As casual – joyful even – as he makes it sound, there is definitely still a lot of anger in the music THOUGHTCRIMES make. A lot of it comes from Rymer himself, who in this project plays a far more hands-on role as songwriter and guitarist, while also handling synths, programming and drums, of course. When we ask him where the urgency and fury we hear on the record comes from, he explains. “It just depends on the day. It depends on how you feel. It’s very emotionally driven, and I feel like a lot of extreme emotions can dictate how I approach the writing process. I find when I’m in a happier mood I can actually write angrier music, because it’s more fun. If I’m really frustrated or angry I’m not as productive – that’s just gonna get in the way of progress.”
Of course, it’s not all Rymer either. He’s very quick to emphasise that THOUGHTCRIMES wouldn’t work without a central component of collaboration, of opening himself and his ideas up to the loving scrutiny of his bandmates. “I can only bring it to a certain point. And where I have my limits is where my collaborators can elevate and complete arrangements and songs. For instance, with Brian [Sullivan, guitar] and I, he will always have a lead melody that just makes everything cohesive – something I would never think of… It’s the same thing with Rick [Pepa, vocals], and Russ [Savaresa, guitar], who wrote two songs completely on guitar.”
“It’s not like I wanted this to be a solo venture,” he continues. “I want it to be collaborative.
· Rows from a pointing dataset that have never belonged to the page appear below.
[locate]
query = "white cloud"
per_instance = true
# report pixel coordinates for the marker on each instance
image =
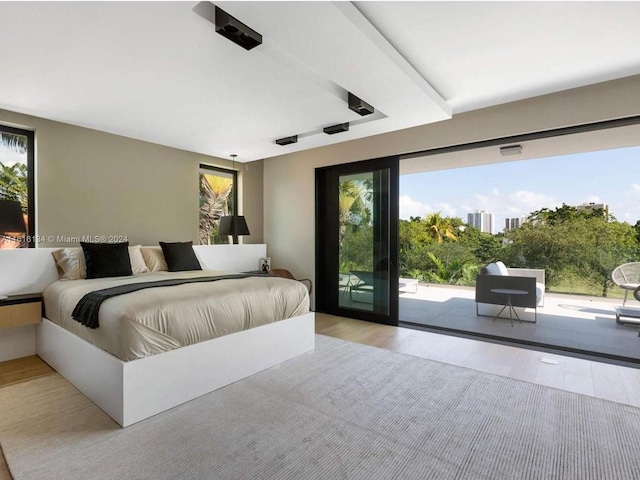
(592, 199)
(525, 201)
(446, 209)
(412, 208)
(10, 157)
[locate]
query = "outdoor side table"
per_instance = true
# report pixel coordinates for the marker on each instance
(508, 292)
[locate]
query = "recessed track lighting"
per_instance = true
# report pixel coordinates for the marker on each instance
(333, 129)
(287, 140)
(511, 150)
(236, 31)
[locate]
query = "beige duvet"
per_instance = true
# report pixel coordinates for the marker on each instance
(157, 320)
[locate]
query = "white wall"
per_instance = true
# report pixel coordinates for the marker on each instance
(289, 221)
(92, 183)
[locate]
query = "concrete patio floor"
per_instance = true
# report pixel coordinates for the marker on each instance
(579, 324)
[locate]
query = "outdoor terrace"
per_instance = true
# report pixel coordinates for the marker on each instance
(578, 324)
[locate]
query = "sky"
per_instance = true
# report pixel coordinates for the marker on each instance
(8, 157)
(514, 189)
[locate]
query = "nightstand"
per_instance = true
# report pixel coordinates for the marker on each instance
(19, 310)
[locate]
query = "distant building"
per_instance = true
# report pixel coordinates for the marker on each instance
(482, 220)
(594, 206)
(513, 223)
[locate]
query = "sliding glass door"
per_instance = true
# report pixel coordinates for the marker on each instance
(356, 240)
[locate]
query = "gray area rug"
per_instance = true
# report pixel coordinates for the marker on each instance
(345, 411)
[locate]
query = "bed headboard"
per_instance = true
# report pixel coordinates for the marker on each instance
(31, 270)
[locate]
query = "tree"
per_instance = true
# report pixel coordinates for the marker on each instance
(13, 184)
(14, 142)
(214, 202)
(456, 271)
(487, 248)
(440, 228)
(570, 240)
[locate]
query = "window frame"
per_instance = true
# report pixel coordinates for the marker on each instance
(31, 191)
(234, 174)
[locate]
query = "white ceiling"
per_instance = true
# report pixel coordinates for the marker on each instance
(159, 72)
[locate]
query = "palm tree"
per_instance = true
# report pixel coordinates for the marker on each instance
(13, 179)
(440, 228)
(350, 199)
(14, 142)
(13, 183)
(214, 196)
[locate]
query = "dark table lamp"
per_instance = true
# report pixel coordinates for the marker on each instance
(233, 225)
(11, 219)
(11, 222)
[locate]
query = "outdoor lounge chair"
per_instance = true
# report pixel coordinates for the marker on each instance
(627, 277)
(498, 276)
(363, 283)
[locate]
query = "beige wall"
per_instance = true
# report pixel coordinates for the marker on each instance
(289, 227)
(91, 183)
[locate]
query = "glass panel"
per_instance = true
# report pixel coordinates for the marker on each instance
(14, 183)
(363, 242)
(216, 200)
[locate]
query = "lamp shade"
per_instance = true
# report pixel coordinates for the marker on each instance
(11, 219)
(233, 225)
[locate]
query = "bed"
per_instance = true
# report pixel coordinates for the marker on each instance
(137, 365)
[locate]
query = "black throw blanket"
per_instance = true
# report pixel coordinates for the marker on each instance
(87, 309)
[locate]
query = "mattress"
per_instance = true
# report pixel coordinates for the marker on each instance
(157, 320)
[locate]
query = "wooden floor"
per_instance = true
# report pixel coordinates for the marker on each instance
(20, 369)
(592, 378)
(602, 380)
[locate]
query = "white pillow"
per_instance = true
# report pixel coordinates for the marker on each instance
(70, 262)
(138, 265)
(72, 266)
(154, 258)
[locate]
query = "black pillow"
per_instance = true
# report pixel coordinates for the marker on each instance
(107, 259)
(180, 256)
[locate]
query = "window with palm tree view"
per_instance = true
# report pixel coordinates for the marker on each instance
(575, 216)
(217, 199)
(14, 183)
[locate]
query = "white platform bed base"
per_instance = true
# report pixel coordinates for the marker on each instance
(131, 391)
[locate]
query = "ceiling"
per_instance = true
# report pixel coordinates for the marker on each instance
(158, 71)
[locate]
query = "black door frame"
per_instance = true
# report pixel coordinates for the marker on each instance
(31, 179)
(327, 227)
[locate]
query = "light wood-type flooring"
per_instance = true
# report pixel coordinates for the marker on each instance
(602, 380)
(596, 379)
I prefer it that way. And even now there’s new material where Cody [Hosza, bass] is the songwriter and I’m just fortunate because my best friends are all musical geniuses in their own right. That’s what this band is. It’s personal. Everyone here is really close, it’s like this inner circle of friendship where you feel safe, you can be vulnerable. You can get out of your lane and know that you’re okay.”
Equally important however is knowing when to walk away from an idea. Rymer details “gigs” of random parts littered through Dropbox folders that may never see the light of day. “It’s just a matter of if it no longer inspires you and if it no longer serves a song and if the context is not making sense,” he offers. “The easy part is making chaos and just going fast and doing accents and blastbeats. That’s fine. But those parts don’t matter if you don’t have the anchor or a hook or a melody or something to latch onto and to have that contrast.”
It’s all part and parcel of a refining process that – at least in Altered Pasts’ case – has produced some solid gold. Whether it’s a DILLINGER-esque neck-wrecker, something more ethereal and melodic, or the quiet sparsity of a track like Hai Un Accendino, Rymer and co. have on their hands a collection of songs that should see them ease further and further into a niche of their own – and long may it continue. “I just want to keep doing it,” he concludes. “I don’t expect an overnight success, but I’d like to see the band grow. I just enjoy making music with my friends and there’s nothing like being in the studio where you’re feeding off of your collaborators.”
Altered Pasts is out now via Pure Noise Records.